By the way WELCOME to P-FURY the best and most knowledge filled website on planet earth. You can find all you need to know and if by some small chance you can't just make a thread and it will be answered almost instantly. Hope to see you around.


----------



## blbig50 (Jan 1, 2009)

RnR gave you great info. With your pH, balance is key. You really want to keep your pH from fluctuating up and down.


----------



## Fishnut2 (Feb 25, 2009)

Welcome Greatwh1te,
I agree with everything RR posted, especially the part about leaving it (PH) there. My red belly breed in 7.4 PH, so it can't be all that bad. Other options for dropping PH are: adler cones, almond leaves, oak leaves, and bogwood. All of those will release tannins into your water, and give it a tea colored appearance. 
So should you drop your PH? I wouldn't. If I was attempting to breed the fish, and my current PH wasn't working/I knew the fish were mature enough/and they were properly conditioned. THEN I would consider a PH change. If I were maintaining the fish or growing them out, I wouldn't change the PH.
Another thing to consider is the collection area of your fish. Are they from blackwater/whitewater/or clearwater rivers? This link might help: http://rainforests.mongabay.com/0602.htm
The bottom line is, that it's your choice. Hopefully these tips will help you make a decision!

Rich


----------



## need_redz (May 11, 2007)

7.5 will be fine - just make sure it doesn't fluctuate!


----------



## Plowboy (Apr 9, 2008)

You could also lower it with CO2, and that would be beneficial for the plants too.


----------



## Piranha_man (Jan 29, 2005)

You've already gotten excellent answers, so I'll just say:

Welcome to P-Fury!


----------



## crazy banana (Jan 8, 2009)

Maybe you have hard water? Try some water softener, brings my ph to exactly 6.8


----------



## Guest (May 24, 2009)

Plowboy said:


> You could also lower it with CO2, and that would be beneficial for the plants too.

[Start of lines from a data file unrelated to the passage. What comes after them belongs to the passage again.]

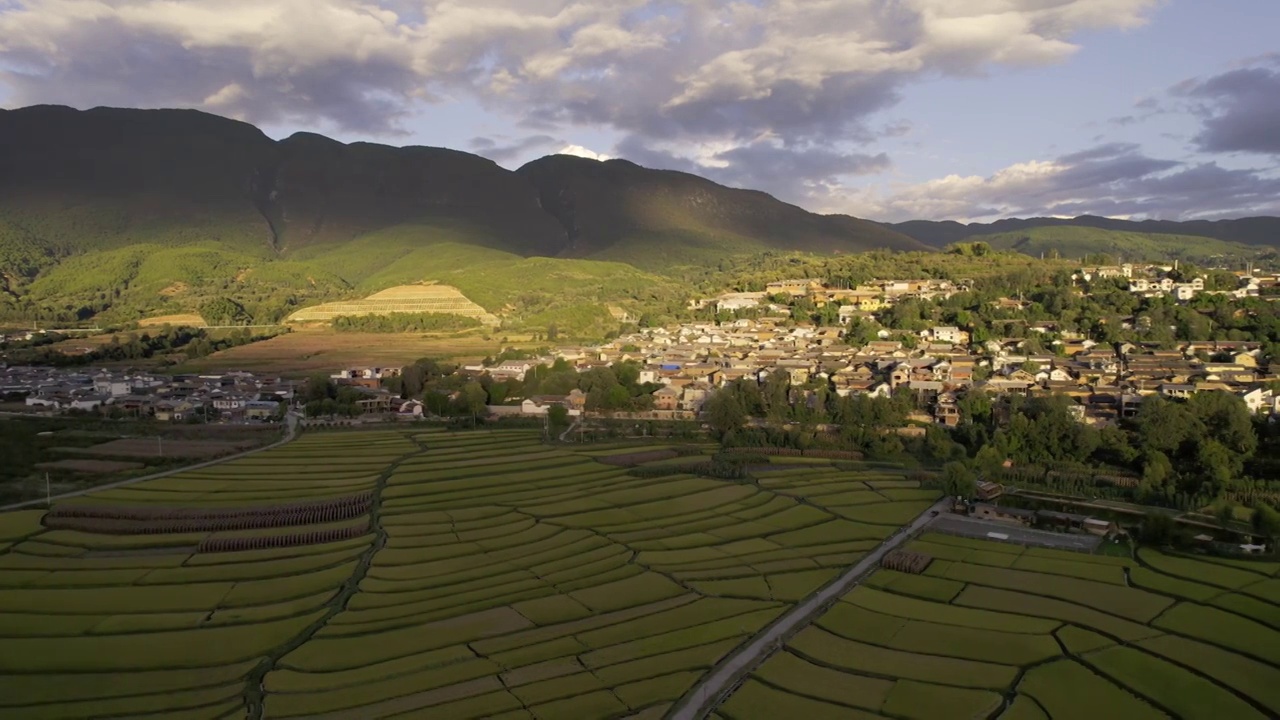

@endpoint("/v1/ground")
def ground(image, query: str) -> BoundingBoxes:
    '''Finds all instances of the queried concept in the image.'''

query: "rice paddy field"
[0,429,936,720]
[716,525,1280,720]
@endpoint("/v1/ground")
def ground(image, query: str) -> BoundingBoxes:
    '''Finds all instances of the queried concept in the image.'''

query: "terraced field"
[0,430,936,720]
[717,534,1280,720]
[285,283,498,325]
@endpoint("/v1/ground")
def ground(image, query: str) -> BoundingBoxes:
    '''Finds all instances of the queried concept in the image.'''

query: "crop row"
[196,523,369,552]
[45,505,369,536]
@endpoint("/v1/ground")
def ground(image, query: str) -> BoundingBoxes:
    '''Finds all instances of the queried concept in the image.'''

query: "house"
[978,480,1005,502]
[933,392,962,425]
[969,502,1036,527]
[155,400,204,423]
[927,325,969,345]
[653,386,681,410]
[244,400,280,420]
[1156,383,1196,400]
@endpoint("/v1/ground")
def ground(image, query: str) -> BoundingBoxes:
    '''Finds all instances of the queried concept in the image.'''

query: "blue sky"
[0,0,1280,220]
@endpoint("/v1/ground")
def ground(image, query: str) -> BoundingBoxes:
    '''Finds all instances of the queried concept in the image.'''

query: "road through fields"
[0,413,298,512]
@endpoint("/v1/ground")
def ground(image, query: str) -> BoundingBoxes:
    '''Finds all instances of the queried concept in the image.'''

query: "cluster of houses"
[706,261,1280,320]
[1073,261,1280,302]
[691,279,969,320]
[0,366,297,423]
[462,310,1280,425]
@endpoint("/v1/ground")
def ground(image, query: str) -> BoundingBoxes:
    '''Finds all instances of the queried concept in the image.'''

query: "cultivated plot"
[0,430,934,719]
[718,534,1280,720]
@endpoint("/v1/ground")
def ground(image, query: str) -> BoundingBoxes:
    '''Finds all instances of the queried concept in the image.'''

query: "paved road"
[667,497,951,720]
[929,515,1102,552]
[0,413,298,512]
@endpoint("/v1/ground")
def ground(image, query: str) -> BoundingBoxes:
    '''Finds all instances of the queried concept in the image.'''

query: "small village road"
[931,515,1102,552]
[0,413,298,512]
[667,497,951,720]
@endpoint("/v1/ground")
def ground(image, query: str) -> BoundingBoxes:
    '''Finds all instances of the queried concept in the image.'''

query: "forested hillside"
[0,106,924,325]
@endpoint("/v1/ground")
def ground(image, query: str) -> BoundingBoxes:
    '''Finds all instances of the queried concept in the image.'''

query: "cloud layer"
[829,143,1280,220]
[0,0,1280,218]
[1174,54,1280,155]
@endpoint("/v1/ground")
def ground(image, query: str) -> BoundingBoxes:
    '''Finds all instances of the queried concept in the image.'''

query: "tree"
[457,380,489,415]
[1213,500,1235,530]
[1134,395,1204,455]
[1249,502,1280,542]
[1139,510,1178,547]
[703,389,746,437]
[942,461,978,497]
[302,373,338,402]
[547,405,570,429]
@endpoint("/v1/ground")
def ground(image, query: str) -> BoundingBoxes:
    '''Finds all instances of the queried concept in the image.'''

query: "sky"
[0,0,1280,222]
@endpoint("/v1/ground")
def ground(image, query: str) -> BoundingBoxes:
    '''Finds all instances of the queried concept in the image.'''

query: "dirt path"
[0,413,298,512]
[666,497,951,720]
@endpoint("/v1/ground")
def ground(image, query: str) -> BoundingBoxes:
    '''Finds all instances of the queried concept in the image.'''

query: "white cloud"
[829,143,1280,222]
[556,145,612,160]
[0,0,1177,217]
[0,0,1155,141]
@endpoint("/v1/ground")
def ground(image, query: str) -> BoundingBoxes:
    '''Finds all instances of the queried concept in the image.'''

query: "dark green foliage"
[8,328,279,366]
[200,297,253,325]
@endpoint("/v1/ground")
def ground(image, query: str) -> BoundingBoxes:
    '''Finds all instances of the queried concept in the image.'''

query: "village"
[0,264,1280,427]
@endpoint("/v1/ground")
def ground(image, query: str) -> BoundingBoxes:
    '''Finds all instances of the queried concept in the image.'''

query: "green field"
[717,534,1280,720]
[0,429,942,719]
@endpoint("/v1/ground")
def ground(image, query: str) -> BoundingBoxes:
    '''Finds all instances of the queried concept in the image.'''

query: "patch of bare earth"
[61,438,255,457]
[36,459,146,473]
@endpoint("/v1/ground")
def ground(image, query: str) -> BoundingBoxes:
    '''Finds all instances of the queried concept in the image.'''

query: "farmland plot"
[718,534,1280,720]
[0,429,942,719]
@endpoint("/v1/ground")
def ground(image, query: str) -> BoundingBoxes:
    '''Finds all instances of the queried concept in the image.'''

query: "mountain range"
[0,106,1280,330]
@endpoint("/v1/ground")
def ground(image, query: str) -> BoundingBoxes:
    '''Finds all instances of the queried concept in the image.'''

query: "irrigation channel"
[666,497,951,720]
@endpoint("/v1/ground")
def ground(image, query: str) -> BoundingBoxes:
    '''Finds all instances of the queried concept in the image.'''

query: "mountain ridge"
[0,105,1280,329]
[882,215,1280,249]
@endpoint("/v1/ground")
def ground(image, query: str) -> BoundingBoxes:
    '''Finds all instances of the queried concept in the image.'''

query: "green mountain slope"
[964,225,1260,261]
[516,155,924,269]
[0,106,923,323]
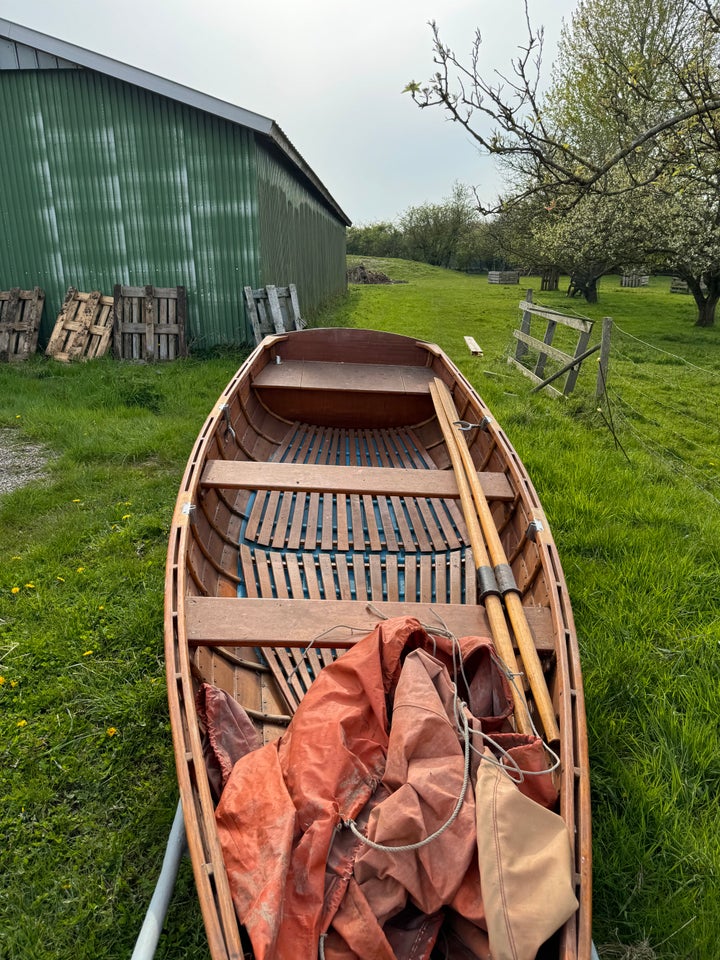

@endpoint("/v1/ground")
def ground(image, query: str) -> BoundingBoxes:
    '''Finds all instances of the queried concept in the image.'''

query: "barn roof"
[0,18,351,225]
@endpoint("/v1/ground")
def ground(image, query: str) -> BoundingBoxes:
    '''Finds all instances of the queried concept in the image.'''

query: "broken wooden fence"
[0,287,45,362]
[111,284,187,362]
[508,290,612,397]
[243,283,307,345]
[488,270,520,284]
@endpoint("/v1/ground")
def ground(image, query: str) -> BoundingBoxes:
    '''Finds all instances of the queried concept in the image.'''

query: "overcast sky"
[0,0,576,224]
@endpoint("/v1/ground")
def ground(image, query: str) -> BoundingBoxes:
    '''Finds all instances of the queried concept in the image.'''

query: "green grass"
[0,260,720,960]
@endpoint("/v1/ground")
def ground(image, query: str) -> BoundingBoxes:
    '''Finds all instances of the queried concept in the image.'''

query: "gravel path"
[0,429,48,495]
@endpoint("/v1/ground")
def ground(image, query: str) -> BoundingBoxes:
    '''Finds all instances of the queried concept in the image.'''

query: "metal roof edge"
[0,18,351,226]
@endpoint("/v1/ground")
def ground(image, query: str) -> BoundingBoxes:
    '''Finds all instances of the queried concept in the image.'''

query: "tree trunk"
[567,273,602,303]
[683,274,720,327]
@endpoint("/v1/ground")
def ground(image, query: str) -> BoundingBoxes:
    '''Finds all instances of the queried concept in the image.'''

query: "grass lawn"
[0,260,720,960]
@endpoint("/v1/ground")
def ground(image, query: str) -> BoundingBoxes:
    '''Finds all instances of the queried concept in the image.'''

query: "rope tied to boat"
[342,698,471,853]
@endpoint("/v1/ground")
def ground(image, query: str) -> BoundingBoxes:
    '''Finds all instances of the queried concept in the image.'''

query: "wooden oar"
[430,381,532,733]
[431,379,560,742]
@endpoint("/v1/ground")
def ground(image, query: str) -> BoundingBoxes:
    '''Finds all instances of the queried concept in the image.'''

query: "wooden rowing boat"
[165,329,591,960]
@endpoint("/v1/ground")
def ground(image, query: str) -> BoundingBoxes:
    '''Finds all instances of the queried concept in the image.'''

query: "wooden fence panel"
[45,287,113,363]
[0,287,45,362]
[113,284,188,363]
[243,283,307,345]
[508,290,599,396]
[488,270,520,284]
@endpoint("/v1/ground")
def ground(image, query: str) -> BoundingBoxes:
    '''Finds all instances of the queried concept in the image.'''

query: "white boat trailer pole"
[131,801,186,960]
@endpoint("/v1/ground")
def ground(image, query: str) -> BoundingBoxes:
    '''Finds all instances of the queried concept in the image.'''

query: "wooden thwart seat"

CO2 is the only way a pH should be lowered.

Using chemicals leaves too much room for error for a casual hobbyist. Using a CO2 system and a solenoid valve attached to a control will allow you to bring down the pH at a very slow rate.

If you are using additives...take the sensitive fish out, put them in a bucket with tank water. Next, add the pH chemical, wait about 15 mins, then begin a drip into the bucket if there is a .3-1.0 change (remember, going from 7.1 to 7.0 means your water just got 10x more acidic).

At the end of the day, if you are focused on the plants, you can create a cheap DIY CO2 system that will cause fluctuations but wont be overly harmful because plants don't react to the change the same way fish do.


----------